Sarasota attorney Andrea Mogensen.

SARASOTA - A Sarasota attorney known for her litigation of area open government cases will take the lead in a lawsuit filed Tuesday against Gov. Rick Scott and the Florida Cabinet.

Andrea Mogensen represents the nonprofit Citizens for Sunshine in the lawsuit filed Tuesday, which claims that Scott violated the state's Sunshine Law in communicating with Cabinet members about a controversial change in leadership at the Florida Department of Law Enforcement.

Also joining the suit were the Associated Press, the Florida Society of Newspaper Editors and St. Petersburg attorney Matthew Weidner, who has called for an investigation of the replacement of FDLE Commissioner Gerald Bailey.

Disagreements over how Bailey left his position in December have grown to involve other members of the state Cabinet and attracted statewide media attention. The case, filed in the 2nd Judicial Circuit Court in Leon County, seeks a ruling that the Florida Cabinet is subject to the Sunshine Law and a prohibition on polling members about appointments and communicating decisions to them before meetings.

Mogensen often represents Citizens for Sunshine, which has advocated for open government across the state. Most often the group files cases in and around Sarasota and Manatee counties. Citizens for Sunshine became a plaintiff in the case because it involved citizen access to government decision-making.

That's the purpose of the group government transparency, Mogensen said. The group hoped the case would expose to the public a pervasive evasion of the Sunshine Law in the state's executive branch, she said.

Bailey resigned in December and has publicly contradicted Scott's version of events. Scott and other members of the Cabinet unanimously confirmed his replacement, Rick Swearingen, in January.

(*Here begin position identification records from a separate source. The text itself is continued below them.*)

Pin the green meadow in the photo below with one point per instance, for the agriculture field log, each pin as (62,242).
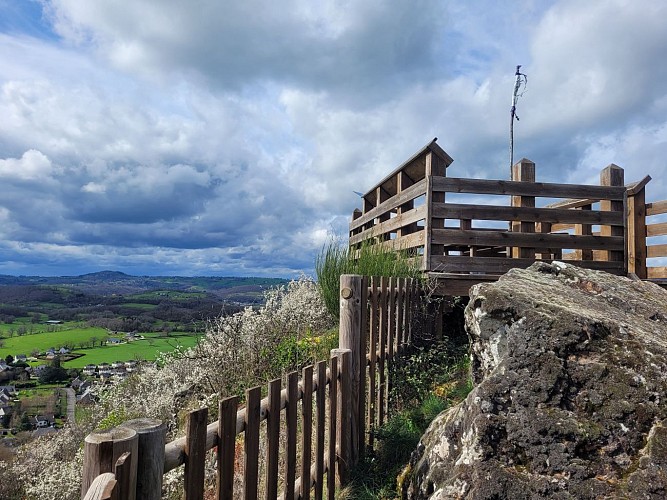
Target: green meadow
(146,349)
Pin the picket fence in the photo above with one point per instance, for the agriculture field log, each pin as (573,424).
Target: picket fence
(317,426)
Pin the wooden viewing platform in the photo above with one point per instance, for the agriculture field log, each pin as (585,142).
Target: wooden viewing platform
(468,231)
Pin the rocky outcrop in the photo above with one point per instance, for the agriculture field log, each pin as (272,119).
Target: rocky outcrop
(570,401)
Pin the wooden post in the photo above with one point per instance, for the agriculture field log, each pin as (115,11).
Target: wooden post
(195,454)
(350,338)
(612,175)
(523,171)
(150,457)
(101,451)
(343,438)
(637,251)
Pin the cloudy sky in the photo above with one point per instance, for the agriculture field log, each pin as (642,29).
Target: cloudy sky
(216,137)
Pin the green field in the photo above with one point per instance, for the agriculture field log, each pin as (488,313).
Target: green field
(146,349)
(43,341)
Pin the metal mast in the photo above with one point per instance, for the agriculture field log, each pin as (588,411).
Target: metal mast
(521,79)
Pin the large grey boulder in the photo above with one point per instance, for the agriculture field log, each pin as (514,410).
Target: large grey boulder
(570,401)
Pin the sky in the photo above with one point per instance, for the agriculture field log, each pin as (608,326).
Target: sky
(216,137)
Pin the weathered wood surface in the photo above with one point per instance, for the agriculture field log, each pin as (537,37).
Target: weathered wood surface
(415,191)
(541,189)
(227,446)
(502,213)
(500,265)
(195,454)
(656,208)
(150,458)
(102,449)
(251,443)
(392,225)
(101,488)
(536,240)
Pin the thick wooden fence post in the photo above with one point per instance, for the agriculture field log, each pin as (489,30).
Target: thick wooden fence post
(101,451)
(524,171)
(350,338)
(613,175)
(637,251)
(343,438)
(150,458)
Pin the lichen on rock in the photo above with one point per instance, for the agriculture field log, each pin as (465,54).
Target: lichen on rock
(570,367)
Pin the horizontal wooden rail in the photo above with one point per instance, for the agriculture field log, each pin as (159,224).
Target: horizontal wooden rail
(408,194)
(656,229)
(174,452)
(537,189)
(656,208)
(526,240)
(393,224)
(500,265)
(495,212)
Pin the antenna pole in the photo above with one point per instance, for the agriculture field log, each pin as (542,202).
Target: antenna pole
(519,80)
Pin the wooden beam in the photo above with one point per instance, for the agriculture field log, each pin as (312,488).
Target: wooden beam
(540,189)
(537,240)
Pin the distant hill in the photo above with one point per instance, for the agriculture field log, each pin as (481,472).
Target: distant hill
(118,283)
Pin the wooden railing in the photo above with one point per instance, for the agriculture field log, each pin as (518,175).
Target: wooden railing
(341,401)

Since then, Scott and Cabinet members have been criticized over the details of Bailey's ouster.

Scott said that the commissioner resigned, only to have Bailey contradict him in statements to the Miami Herald/Tampa Bay Times Tallahassee bureau, saying I did not voluntarily do anything.

Since then, Chief Financial Officer Jeff Atwater and Agriculture Commissioner Adam Putnam have voiced displeasure with how the matter was handled. Attorney General Pam Bondi said she thought Scott's staff may have acted without the governor's knowledge.